Внутри, вовне
Шрифт:
Обед с морской пищей состоялся во время первой коллективной загородной поездки работников папиной прачечной: потом эти поездки стали ежегодной традицией. Незадолго до того, после нескольких переездов из меньшего здания в большее, фирма сделала большой скачок — перешла от ручной стирки к машинной. Папа купил в кредит необходимые стиральные машины, и теперь в большом помещении, где раньше был универмаг «Вулворт», эти громадные машины крутились, стонали, шипели, бренчали, ревели, плевались пеной и выпускали пар, смазанные маслом поршни быстро-быстро двигались вперед и назад, приводимые в движение большими маховиками; и рабочие в накрахмаленных белых спецовках закладывали выстиранное белье в какие-то сатанинские приспособления, которые изрыгали из себя аккуратные
Папе нравилось приводить меня в прачечную и показывать машины; перекрикивая их шум, он громко объяснял мне, как они работают, и знакомил меня со своими работниками, которые имели привычку грубо кричать друг на друга на иностранных языках. Евреев среди них, кажется, было мало. Я запомнил толстую девушку, работавшую на автоматическом отжимном катке, который всасывал и разглаживал простыни и полотенца и, казалось, угрожал вот-вот всосать и разгладить заодно и меня. Как-то, когда я был в прачечной, в окно влетела птичка, и толстая девушка ловко поймала ее и зажала в руках. Дружески улыбаясь, она показала знаками, что хочет подарить птичку хозяйскому сыну. Я радостно кивнул, после чего девушка, к моему ужасу, схватила огромные ножницы, расправила птичке крылья и — пжик, пжик, пжик — обкорнала ей перья. Так же ясно, как я вижу сейчас бумагу, на которой пишу, я до сих пор вижу эти жуткие ножницы с капельками крови, в то время как девушка что-то быстро тараторит то ли по-польски, то ли по-немецки, а птица жалобно глядит на меня испуганными ясными глазами. Я до сих пор безумно люблю животных и птиц, и, как я понимаю, это пошло у меня с того момента. Но я отвлекаюсь. Я хочу только сказать, что для нееврейских работников отцовской прачечной есть морскую пищу было самым обычным делом — любую морскую пищу, да и вообще все что угодно.

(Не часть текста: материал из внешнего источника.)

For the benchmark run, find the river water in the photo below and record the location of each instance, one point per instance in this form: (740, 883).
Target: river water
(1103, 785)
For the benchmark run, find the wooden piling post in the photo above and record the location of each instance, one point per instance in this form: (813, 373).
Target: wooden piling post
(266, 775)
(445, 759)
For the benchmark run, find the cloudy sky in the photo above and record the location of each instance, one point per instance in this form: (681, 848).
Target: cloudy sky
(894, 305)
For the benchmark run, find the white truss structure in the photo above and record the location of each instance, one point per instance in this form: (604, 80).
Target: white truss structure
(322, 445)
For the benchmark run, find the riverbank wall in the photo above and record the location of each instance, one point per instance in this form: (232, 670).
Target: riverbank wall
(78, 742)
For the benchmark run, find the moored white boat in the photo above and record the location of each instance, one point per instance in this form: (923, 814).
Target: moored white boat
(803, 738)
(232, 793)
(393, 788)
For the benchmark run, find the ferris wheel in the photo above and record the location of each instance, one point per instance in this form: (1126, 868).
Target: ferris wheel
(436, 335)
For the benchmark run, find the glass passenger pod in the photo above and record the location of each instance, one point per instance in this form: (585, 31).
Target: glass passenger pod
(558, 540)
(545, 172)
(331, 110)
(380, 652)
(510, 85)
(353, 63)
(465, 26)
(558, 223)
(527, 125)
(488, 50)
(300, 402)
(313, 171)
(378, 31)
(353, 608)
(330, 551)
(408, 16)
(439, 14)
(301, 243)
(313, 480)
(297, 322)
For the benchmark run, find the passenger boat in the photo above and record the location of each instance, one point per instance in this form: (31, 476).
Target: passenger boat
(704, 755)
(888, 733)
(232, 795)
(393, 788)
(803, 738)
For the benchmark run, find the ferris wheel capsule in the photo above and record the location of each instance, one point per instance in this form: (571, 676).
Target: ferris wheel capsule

Обед с морской пищей состоялся в Орчард-Бич, в большом белом доме, стоявшем посреди лужайки. На пляже в Орчард-Бич, где мы летом часто купались, во время отлива я много раз видел моллюсков. Но чтобы их можно было есть? Да я скорее стал бы есть сплавной лес. И вот теперь в большом белом доме был накрыт белой скатертью большой стол, и пахло там, как в детском доме в Дикки-Истэйт, и работники прачечной «Голубая мечта» ели, пили и обменивались громкими шутками; а на столе стояли проволочные корзины, битком набитые печеными моллюсками. Раковины у них были полураскрыты, точно рты у мертвецов, а внутри виднелась какая-то белая масса, упругая, как резина. Предоставленный сам себе и ощущая голод, я попытался ткнуть в эту массу вилкой; белая масса не поддавалась и пружинила, будто я пытался проткнуть теннисный мячик. Я попробовал выковырять массу из раковины, но не сумел.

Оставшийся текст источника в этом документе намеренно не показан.